I thought about Papa. Did he know about the war? Did he know we all had lice? Did he know we were huddled together with a dead baby? Did he know how much I missed him? I clutched the handkerchief in my pocket, thinking of Papa’s smiling face.

“Hold still!” I complained.

“I had an itch,” said my father, grinning.

“You did not, you’re just trying to make this difficult,” I teased, trying to capture his bright blue eyes.

“I’m testing you. Real artists must be able to capture the moment,” he said.

“But if you don’t hold still, your eyes will be crooked,” I said, shading in the side of his face with my pencil.

“They’re crooked anyway,” he said, crossing his eyes. I laughed.

“What do you hear from your cousin Joana?” he asked.

“Nothing lately. I sent her a drawing of that cottage in Nida she liked last summer. I didn’t even get a note back from her. Mother said she received it but is busy with her studies.”

“She is,” said Papa. “She hopes to be a doctor someday, you know.”

I knew. Joana spoke often of medicine and her hopes of being a pediatrician. She was always interrupting my drawing to tell me about the tendons in my fingers or my joints. If I so much as sneezed, she would rattle off a list of infectious diseases that would have me in the grave by nightfall.

Last summer she had met a boy while we were on vacation in Nida. I’d wait up every night to hear the details of their dates. As a seventeen-year-old, she had wisdom and experience, as well as an anatomy book that fascinated me.

“There,” I said, finishing the drawing. “What do you think?”

“What’s that?” asked my father, pointing to the paper.

“My signature.”

“Your signature? It’s a scribble. No one will recognize it’s your name.”

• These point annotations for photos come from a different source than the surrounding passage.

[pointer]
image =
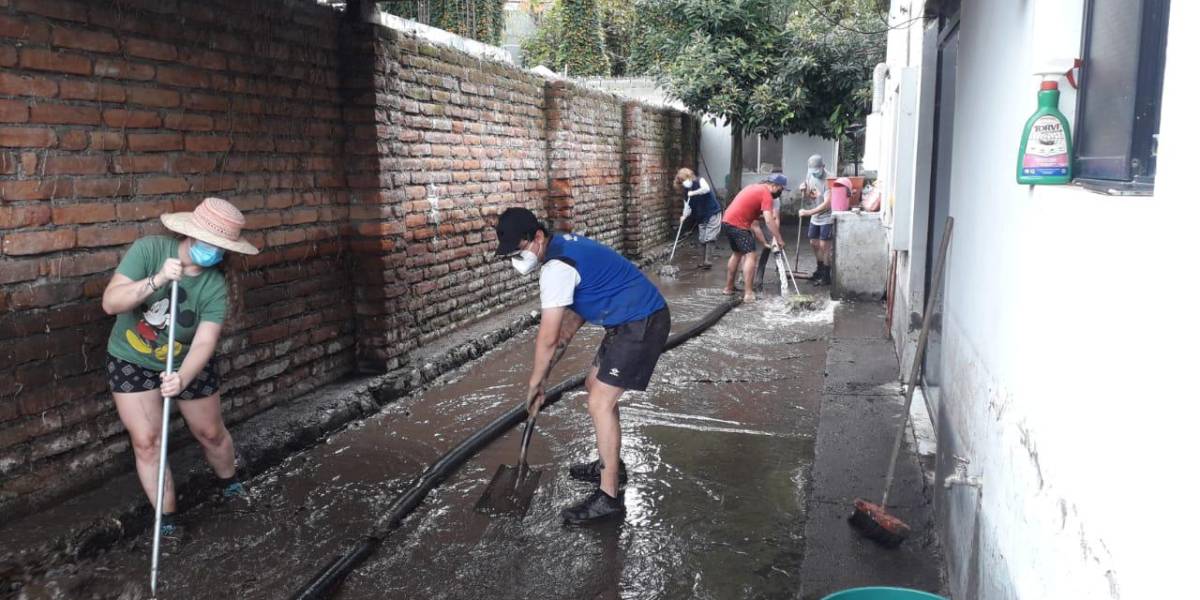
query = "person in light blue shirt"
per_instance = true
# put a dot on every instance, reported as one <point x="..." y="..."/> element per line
<point x="586" y="281"/>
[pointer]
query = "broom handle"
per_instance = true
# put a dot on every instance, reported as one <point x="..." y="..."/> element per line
<point x="162" y="443"/>
<point x="677" y="241"/>
<point x="918" y="357"/>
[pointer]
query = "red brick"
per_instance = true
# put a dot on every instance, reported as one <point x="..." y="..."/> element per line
<point x="183" y="77"/>
<point x="45" y="294"/>
<point x="106" y="141"/>
<point x="149" y="49"/>
<point x="17" y="270"/>
<point x="192" y="165"/>
<point x="189" y="121"/>
<point x="106" y="235"/>
<point x="39" y="243"/>
<point x="162" y="185"/>
<point x="107" y="187"/>
<point x="78" y="264"/>
<point x="155" y="142"/>
<point x="131" y="119"/>
<point x="203" y="59"/>
<point x="59" y="61"/>
<point x="35" y="189"/>
<point x="124" y="70"/>
<point x="63" y="114"/>
<point x="73" y="139"/>
<point x="143" y="210"/>
<point x="75" y="214"/>
<point x="75" y="165"/>
<point x="24" y="216"/>
<point x="205" y="102"/>
<point x="153" y="97"/>
<point x="55" y="9"/>
<point x="141" y="163"/>
<point x="27" y="137"/>
<point x="13" y="111"/>
<point x="208" y="144"/>
<point x="22" y="28"/>
<point x="13" y="84"/>
<point x="84" y="40"/>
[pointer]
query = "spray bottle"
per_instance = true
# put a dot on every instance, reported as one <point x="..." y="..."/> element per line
<point x="1045" y="155"/>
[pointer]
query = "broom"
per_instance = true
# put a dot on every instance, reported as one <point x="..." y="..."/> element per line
<point x="873" y="520"/>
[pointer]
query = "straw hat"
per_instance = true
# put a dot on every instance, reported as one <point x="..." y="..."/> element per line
<point x="216" y="222"/>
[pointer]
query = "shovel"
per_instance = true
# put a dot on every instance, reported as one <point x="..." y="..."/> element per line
<point x="670" y="270"/>
<point x="511" y="489"/>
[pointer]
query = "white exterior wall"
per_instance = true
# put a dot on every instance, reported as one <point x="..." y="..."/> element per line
<point x="1067" y="382"/>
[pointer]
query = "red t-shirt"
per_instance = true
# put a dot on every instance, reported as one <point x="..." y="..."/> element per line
<point x="749" y="205"/>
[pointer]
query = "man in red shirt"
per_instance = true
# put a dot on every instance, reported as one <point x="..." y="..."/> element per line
<point x="741" y="226"/>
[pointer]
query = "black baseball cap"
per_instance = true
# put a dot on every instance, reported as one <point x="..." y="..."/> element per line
<point x="515" y="225"/>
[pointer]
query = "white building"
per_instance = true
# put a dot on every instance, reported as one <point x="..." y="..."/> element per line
<point x="1061" y="367"/>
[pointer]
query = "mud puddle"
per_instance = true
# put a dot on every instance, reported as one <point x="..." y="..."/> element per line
<point x="719" y="450"/>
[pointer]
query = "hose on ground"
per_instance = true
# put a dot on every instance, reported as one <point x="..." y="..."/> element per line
<point x="331" y="575"/>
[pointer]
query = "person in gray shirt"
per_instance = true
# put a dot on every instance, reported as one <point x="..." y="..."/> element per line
<point x="816" y="196"/>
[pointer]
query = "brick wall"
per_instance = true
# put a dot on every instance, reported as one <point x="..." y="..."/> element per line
<point x="113" y="113"/>
<point x="370" y="167"/>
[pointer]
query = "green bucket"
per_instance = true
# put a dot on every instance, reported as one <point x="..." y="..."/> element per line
<point x="882" y="594"/>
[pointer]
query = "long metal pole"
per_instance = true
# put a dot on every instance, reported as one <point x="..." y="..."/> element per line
<point x="918" y="357"/>
<point x="162" y="443"/>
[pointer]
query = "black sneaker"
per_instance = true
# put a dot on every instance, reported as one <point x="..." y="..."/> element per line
<point x="591" y="472"/>
<point x="597" y="507"/>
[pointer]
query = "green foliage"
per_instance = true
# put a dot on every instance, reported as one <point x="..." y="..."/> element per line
<point x="477" y="19"/>
<point x="569" y="40"/>
<point x="771" y="66"/>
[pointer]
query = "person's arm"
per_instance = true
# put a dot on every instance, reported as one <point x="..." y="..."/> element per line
<point x="702" y="189"/>
<point x="819" y="208"/>
<point x="124" y="294"/>
<point x="204" y="343"/>
<point x="555" y="334"/>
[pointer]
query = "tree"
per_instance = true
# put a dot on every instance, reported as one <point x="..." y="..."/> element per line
<point x="569" y="40"/>
<point x="763" y="66"/>
<point x="477" y="19"/>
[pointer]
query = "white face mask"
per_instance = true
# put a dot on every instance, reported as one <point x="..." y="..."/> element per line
<point x="526" y="262"/>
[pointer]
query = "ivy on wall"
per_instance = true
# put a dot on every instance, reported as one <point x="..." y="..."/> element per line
<point x="477" y="19"/>
<point x="569" y="40"/>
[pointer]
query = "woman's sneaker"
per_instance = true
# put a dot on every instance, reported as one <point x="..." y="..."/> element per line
<point x="591" y="472"/>
<point x="597" y="507"/>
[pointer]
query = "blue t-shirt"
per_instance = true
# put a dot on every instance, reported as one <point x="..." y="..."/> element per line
<point x="610" y="291"/>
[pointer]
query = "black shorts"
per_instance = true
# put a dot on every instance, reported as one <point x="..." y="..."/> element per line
<point x="129" y="378"/>
<point x="820" y="232"/>
<point x="741" y="240"/>
<point x="630" y="351"/>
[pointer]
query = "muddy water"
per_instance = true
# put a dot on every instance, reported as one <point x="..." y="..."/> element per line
<point x="719" y="450"/>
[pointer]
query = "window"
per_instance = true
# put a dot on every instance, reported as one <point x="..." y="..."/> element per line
<point x="1120" y="91"/>
<point x="762" y="154"/>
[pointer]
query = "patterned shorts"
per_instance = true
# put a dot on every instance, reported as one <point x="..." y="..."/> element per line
<point x="129" y="378"/>
<point x="741" y="240"/>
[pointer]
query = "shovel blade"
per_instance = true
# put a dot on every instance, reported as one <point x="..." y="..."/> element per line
<point x="509" y="492"/>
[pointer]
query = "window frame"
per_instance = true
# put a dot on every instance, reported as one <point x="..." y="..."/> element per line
<point x="1147" y="97"/>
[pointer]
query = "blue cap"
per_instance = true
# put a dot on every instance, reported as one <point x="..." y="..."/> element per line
<point x="778" y="179"/>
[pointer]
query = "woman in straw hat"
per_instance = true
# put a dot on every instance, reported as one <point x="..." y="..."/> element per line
<point x="139" y="297"/>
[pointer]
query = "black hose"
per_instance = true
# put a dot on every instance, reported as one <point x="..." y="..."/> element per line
<point x="330" y="577"/>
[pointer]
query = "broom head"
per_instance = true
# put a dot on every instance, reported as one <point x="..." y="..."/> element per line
<point x="875" y="523"/>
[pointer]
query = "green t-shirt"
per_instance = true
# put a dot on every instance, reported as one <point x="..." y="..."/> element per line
<point x="139" y="336"/>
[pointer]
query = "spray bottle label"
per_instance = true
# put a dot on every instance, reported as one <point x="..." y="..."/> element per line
<point x="1045" y="151"/>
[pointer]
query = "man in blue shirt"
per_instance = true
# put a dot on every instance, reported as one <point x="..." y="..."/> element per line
<point x="585" y="281"/>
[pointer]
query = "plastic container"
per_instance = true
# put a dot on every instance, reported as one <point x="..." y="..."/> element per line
<point x="882" y="594"/>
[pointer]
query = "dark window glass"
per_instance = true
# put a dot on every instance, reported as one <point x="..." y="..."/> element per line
<point x="1121" y="89"/>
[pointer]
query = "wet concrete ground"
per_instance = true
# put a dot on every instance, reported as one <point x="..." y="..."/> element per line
<point x="720" y="451"/>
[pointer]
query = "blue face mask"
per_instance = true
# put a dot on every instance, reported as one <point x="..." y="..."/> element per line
<point x="204" y="255"/>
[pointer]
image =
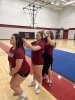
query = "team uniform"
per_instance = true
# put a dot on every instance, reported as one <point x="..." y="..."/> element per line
<point x="37" y="56"/>
<point x="48" y="58"/>
<point x="19" y="53"/>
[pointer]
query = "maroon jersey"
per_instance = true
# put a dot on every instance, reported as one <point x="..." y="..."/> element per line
<point x="49" y="49"/>
<point x="18" y="53"/>
<point x="37" y="56"/>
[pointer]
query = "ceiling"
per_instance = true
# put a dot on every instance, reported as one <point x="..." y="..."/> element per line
<point x="55" y="4"/>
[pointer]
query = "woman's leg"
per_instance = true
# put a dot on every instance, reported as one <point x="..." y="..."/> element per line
<point x="33" y="81"/>
<point x="38" y="76"/>
<point x="15" y="84"/>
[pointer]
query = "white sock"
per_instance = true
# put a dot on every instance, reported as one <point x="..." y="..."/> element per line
<point x="23" y="95"/>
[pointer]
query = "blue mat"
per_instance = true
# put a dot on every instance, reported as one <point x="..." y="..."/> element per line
<point x="63" y="64"/>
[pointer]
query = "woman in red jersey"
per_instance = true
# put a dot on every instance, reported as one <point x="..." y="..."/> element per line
<point x="19" y="68"/>
<point x="48" y="55"/>
<point x="37" y="48"/>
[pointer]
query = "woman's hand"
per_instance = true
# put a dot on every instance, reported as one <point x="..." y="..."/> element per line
<point x="46" y="35"/>
<point x="11" y="73"/>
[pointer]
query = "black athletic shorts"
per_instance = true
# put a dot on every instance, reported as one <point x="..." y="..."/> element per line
<point x="24" y="75"/>
<point x="48" y="60"/>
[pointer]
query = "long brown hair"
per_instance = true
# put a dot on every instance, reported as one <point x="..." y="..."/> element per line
<point x="51" y="34"/>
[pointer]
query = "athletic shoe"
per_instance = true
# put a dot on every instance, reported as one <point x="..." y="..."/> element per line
<point x="32" y="84"/>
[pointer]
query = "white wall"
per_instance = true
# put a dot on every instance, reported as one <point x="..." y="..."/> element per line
<point x="6" y="32"/>
<point x="67" y="17"/>
<point x="71" y="34"/>
<point x="11" y="13"/>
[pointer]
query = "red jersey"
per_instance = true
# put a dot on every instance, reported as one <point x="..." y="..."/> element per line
<point x="49" y="49"/>
<point x="37" y="56"/>
<point x="18" y="53"/>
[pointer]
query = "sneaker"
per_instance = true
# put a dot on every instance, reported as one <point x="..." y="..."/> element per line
<point x="37" y="90"/>
<point x="32" y="84"/>
<point x="23" y="98"/>
<point x="49" y="82"/>
<point x="15" y="94"/>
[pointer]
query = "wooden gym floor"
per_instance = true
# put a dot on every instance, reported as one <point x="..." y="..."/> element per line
<point x="6" y="92"/>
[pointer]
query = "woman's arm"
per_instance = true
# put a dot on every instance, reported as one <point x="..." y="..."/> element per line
<point x="33" y="48"/>
<point x="17" y="67"/>
<point x="50" y="41"/>
<point x="10" y="66"/>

I shrugged. “You will,” I said.





20


WE TRAVELED FARTHER SOUTH and passed through the Ural Mountains. Miss Grybas explained that the Urals were the boundary between Europe and Asia. We had crossed into Asia, another continent. People said we were on course for southern Siberia, or possibly even China or Mongolia.

We tried for three days to sneak Ona’s baby out, but the guard stood near whenever the doors were open. The smell of rotting flesh had become unbearable in the hot car. It made me retch.

Ona finally agreed to drop the baby down the bathroom hole. She knelt over the opening, sobbing, holding the bundle.

“For God’s sake,” moaned the bald man. “Get rid of that thing. I can’t breathe.”

“Be quiet!” Mother yelled to the bald man.

“I can’t,” whimpered Ona. “She’ll be crushed on the tracks.”

Mother moved toward Ona. Before she reached her, Miss Grybas snapped the bundle from Ona and threw it down the hole. I gasped. Mrs. Rimas cried.